In Street Fighter V, Ryu has no access to the Shakunetsu Hadoken. Instead, more fittingly, it is found in Ken's arsenal. Activating his V-Trigger, Heat Rush changes all of his regular Hadokens into the fiery Shakunetsu Hadoken. As in the Alpha series, the move causes a knockdown irrespective of the distance it hits at.
Prior to Street Fighter IV, Akuma and Evil Ryu's versions could be nullified by another single-hit projectile, limiting the move's usefulness to 'chipping' an opponent on wake-up or forcing them to parry it (thrice) in the same scenario (Street Fighter III only). However, in the Street Fighter IV series, every hit of a projectile counts, allowing the heavy punch version to beat out regular and EX projectiles and still hit. Though this gives Akuma an option to win 'projectile wars' without using any meter, it requires him to preempt the opponent's moves, and is more often used for its chip damage.
In Street Fighter V, Ken's version causes a knockdown on hit without needing to 'charge' like Akuma's; thus combining the best properties of Ryu's and Akuma's versions. This is obviously offset by the inherent time limit on his V-Trigger. The knockdown effect of this move helps immensely in maintaining Ken's already excellent offensive pressure while his V-Trigger is active.
In Super Smash Bros. for 3DS and Wii U, Ryu can unleash a Shakunetsu Hadoken by performing a half-circle forward motion and pressing either the Attack or the Special button. It deals 1% more damage than a regular fast input Hadoken (Fast True Hadoken) and 2% more damage than a regular slow input Hadoken (Slow True Hadoken). It also does more shield damage, knocks the target back further and hits multiple times (five in total, the first four do 1% damage plus the last hit 4%).
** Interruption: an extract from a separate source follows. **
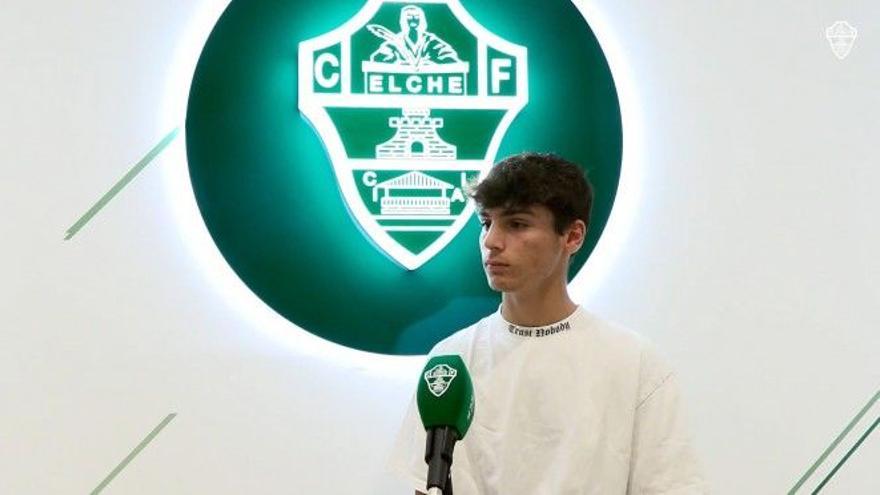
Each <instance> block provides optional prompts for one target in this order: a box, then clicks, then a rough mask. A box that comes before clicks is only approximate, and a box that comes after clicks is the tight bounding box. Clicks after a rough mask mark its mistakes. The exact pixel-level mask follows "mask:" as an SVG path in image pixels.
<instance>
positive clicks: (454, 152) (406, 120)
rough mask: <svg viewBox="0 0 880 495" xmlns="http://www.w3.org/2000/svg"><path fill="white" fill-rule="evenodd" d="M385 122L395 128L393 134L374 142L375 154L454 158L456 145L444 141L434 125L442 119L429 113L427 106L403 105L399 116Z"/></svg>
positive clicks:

Holding the Attack or Special Button down, will increase the Shakunetsu Hadoken's speed and all of the five hits will combo into each other. Whereas tapping the button will make the Shakunetsu Hadoken fly slower and the multihits won't combo into each other. Slow Shakunetsu Hadokens are great for spacing near opponents and setting a set up against floaty characters (2*light Down-Tilt into strong Down-Tilt cancelled into a Slow Shakunetsu Hadoken). In contrast, the Fast Shakunetsu Hadoken is great for spacing far opponents and will true combo all non-floaty characters (2*light Down-Tilt into strong Down-Tilt cancelled into Fast Shakunetsu Hadoken). The multihits allow Ryu to set up pressure and possible following setups in a match. But it also has a downside to it too. Since the player has to do a longer motion than for the True Hadoken, they need more time to pull the motion off.
Shin Akuma Edit
- Originally, Shakunetsu Hadoken for both Ryu and Akuma was meant to be included in the gameplay of Marvel vs. Capcom 3, but it was dropped and the sound files were left unused.